Strong result in an exceptional market environment

Financial performance January-June 2020

  • Net revenue was EUR 33.0 million (1-6/2019: EUR 35.1 million)
  • Operating profit was EUR 8.6 million (EUR 9.5 million)
  • The Wealth Management and Investor Clients segment’s operating profit increased and was EUR 10.1 million (EUR 6.9 million)
  • The Advisory and Corporate Clients segment’s operating profit declined and was EUR 0.9 million (EUR 1.0 million)
  • The return from own balance sheet items declined as a consequence of the market collapse and were EUR -0.8 million (EUR 2.5 million), which resulted in a weaker operating profit in the Group Operations segment
  • Net assets under management amounted to EUR 12.9 billion (EUR 13.3 billion) at the end of June
  • Evli’s diluted earnings per share were EUR 0.25 (EUR 0.29) and return on equity was 17.3 percent (19.8%)
  • Proportion of recurring revenue to operating costs was 121 percent (113%).

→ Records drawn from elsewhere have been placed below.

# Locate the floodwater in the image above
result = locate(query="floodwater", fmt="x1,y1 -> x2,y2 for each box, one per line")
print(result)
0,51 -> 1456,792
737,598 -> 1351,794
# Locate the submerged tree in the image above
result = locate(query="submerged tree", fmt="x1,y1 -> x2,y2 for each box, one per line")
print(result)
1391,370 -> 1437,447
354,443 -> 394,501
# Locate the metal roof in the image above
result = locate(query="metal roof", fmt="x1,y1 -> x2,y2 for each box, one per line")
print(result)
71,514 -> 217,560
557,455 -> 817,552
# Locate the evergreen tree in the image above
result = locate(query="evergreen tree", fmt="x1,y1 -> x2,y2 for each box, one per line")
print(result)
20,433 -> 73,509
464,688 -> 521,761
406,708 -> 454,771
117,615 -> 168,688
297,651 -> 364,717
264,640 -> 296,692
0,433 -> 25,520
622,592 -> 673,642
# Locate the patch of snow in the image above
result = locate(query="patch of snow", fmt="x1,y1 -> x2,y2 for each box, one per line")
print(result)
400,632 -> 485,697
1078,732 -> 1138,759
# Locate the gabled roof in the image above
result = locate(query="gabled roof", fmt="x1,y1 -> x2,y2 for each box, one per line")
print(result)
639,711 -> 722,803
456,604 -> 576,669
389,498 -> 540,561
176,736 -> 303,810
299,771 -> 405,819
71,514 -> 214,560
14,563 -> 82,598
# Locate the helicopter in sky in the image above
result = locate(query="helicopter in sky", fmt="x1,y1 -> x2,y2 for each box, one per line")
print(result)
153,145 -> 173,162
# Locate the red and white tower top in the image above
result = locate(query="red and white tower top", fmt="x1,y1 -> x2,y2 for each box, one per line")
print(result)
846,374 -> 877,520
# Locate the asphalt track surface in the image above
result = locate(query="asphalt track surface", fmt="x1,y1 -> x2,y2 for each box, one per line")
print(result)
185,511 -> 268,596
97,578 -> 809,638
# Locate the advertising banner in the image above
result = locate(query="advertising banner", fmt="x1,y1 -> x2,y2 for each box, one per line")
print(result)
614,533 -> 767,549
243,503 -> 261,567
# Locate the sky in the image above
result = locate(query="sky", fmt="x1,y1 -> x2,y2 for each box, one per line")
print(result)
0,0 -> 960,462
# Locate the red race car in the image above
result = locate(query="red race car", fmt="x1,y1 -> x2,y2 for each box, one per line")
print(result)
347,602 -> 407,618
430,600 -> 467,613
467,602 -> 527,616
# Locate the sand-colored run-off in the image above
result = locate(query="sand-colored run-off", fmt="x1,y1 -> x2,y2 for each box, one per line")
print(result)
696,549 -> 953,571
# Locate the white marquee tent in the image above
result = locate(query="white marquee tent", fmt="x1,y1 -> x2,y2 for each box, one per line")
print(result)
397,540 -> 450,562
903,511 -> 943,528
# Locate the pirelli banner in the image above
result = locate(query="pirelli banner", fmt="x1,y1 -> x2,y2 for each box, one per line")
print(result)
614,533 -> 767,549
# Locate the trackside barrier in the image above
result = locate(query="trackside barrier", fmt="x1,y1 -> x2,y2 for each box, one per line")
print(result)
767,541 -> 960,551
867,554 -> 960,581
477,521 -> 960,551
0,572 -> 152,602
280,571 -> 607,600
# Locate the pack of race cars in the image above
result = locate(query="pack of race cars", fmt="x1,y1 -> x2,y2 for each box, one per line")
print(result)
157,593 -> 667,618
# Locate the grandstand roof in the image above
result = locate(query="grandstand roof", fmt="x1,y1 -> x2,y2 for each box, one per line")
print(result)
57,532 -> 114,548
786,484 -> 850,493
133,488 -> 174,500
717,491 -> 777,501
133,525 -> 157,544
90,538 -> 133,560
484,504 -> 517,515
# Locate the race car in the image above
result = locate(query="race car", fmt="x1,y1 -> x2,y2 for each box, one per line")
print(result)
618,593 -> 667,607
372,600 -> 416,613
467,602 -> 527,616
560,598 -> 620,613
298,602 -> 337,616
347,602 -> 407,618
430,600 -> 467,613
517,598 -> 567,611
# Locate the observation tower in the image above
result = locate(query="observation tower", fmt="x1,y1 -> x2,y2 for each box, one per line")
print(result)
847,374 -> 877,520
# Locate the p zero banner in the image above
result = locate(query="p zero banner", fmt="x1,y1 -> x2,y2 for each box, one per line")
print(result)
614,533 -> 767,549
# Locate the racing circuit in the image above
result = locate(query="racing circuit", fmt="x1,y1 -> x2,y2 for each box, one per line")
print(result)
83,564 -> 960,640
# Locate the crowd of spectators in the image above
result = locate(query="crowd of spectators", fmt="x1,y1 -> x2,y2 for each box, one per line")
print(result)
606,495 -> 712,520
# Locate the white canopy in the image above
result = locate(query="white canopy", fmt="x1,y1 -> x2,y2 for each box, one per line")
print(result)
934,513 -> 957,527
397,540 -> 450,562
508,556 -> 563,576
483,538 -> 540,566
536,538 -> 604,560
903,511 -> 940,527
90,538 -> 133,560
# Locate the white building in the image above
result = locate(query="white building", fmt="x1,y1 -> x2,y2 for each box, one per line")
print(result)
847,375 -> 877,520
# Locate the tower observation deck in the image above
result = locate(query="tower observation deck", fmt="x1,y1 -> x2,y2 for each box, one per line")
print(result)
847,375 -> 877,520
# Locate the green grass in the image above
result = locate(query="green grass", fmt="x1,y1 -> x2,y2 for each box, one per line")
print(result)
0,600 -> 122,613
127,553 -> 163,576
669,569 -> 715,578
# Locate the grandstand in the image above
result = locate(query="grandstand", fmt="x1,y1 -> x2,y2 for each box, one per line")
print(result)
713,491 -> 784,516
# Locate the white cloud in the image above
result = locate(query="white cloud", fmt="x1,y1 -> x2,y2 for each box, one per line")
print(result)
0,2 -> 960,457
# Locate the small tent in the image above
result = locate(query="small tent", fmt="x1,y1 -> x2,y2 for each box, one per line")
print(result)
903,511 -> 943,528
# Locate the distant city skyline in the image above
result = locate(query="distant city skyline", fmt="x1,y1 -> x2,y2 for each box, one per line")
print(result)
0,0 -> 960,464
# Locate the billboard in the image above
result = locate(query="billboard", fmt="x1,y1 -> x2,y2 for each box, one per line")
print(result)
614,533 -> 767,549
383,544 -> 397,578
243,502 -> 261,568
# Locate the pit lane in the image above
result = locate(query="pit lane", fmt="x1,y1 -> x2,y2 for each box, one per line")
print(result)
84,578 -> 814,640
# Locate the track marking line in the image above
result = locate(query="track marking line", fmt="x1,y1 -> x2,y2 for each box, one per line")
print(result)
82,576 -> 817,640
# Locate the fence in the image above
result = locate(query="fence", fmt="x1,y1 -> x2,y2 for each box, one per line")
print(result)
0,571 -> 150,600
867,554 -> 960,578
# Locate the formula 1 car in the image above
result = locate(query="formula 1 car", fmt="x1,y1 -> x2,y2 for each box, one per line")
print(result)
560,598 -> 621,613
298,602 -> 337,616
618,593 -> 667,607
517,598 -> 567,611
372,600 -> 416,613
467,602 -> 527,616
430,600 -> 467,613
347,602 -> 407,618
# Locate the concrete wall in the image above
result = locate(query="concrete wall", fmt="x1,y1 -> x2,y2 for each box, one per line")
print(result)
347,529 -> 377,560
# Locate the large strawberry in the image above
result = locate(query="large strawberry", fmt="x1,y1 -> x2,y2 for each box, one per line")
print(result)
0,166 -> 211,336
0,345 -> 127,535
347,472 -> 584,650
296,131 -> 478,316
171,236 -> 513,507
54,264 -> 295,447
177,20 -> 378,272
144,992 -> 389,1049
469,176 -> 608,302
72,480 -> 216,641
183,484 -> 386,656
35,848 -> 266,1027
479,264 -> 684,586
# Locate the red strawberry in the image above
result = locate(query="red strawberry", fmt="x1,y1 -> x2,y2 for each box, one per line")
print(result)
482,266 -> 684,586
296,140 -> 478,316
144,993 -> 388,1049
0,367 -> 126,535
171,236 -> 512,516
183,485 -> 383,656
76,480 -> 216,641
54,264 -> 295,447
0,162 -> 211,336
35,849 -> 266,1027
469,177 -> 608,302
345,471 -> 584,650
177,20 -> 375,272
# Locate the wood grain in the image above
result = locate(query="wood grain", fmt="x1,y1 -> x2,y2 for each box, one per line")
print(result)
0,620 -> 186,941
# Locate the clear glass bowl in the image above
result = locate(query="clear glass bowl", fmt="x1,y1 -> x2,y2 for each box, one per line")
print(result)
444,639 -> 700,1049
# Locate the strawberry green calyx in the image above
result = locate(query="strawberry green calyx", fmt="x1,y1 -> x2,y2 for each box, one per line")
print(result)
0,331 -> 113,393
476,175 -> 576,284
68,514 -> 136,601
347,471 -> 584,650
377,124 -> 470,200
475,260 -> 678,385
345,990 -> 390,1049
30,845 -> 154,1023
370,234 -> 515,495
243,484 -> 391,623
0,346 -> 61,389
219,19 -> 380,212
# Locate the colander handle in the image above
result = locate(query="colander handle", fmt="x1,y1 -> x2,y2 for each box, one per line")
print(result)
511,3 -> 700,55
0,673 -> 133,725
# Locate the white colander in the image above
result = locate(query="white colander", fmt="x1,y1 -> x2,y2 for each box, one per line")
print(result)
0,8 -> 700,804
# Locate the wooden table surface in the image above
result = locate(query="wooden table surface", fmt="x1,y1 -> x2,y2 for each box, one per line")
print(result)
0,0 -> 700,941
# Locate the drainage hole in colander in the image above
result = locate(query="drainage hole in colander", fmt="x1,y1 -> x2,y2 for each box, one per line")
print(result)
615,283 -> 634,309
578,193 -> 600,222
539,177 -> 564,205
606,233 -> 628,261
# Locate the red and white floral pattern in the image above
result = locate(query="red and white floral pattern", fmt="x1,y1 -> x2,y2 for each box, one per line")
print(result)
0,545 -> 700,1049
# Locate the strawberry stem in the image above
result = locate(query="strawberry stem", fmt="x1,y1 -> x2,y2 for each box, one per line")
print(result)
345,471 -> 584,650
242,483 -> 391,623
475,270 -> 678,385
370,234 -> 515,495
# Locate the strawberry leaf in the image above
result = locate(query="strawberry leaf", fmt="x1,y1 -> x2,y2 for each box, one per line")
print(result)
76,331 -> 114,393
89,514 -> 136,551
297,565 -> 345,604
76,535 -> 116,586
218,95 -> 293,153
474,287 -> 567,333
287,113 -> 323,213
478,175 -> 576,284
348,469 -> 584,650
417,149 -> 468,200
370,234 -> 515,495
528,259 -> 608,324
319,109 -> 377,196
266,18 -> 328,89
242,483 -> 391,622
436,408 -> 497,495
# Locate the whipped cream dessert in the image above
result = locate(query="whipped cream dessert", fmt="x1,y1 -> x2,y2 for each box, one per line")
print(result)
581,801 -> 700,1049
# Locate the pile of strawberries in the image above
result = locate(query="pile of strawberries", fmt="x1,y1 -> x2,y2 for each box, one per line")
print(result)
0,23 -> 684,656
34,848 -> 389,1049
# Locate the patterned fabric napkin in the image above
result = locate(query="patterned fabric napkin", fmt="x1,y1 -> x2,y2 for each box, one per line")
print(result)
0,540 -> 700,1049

Financial performance April-June 2020

  • The Group's net revenue was EUR 18.8 million (EUR 18.3 million)
  • The Group's operating profit was EUR 6.5 million (EUR 5.2 million)
  • Earnings per share amounted to EUR 0.18 (EUR 0.16).

Outlook for 2020

In the current market environment, we estimate that the operating profit for 2020 will be clearly positive. In a situation where market conditions would deteriorate from the current situation, we estimate the operating profit to be positive.

Despite the challenging market environment, the view is supported by a high ratio of recurring revenue to operating costs, as well as sales of alternative investment products, which have brought new, stable revenue. In addition, the company took a number of adjustment measures during March to ease the cost structure. As part of the measures, the Board of Directors and the Executive Group as well as some employees voluntarily reduced salaries and fees on a temporary basis, among other things. As a result of the rapid market recovery, the adjustment measures will be dissolved during the third quarter.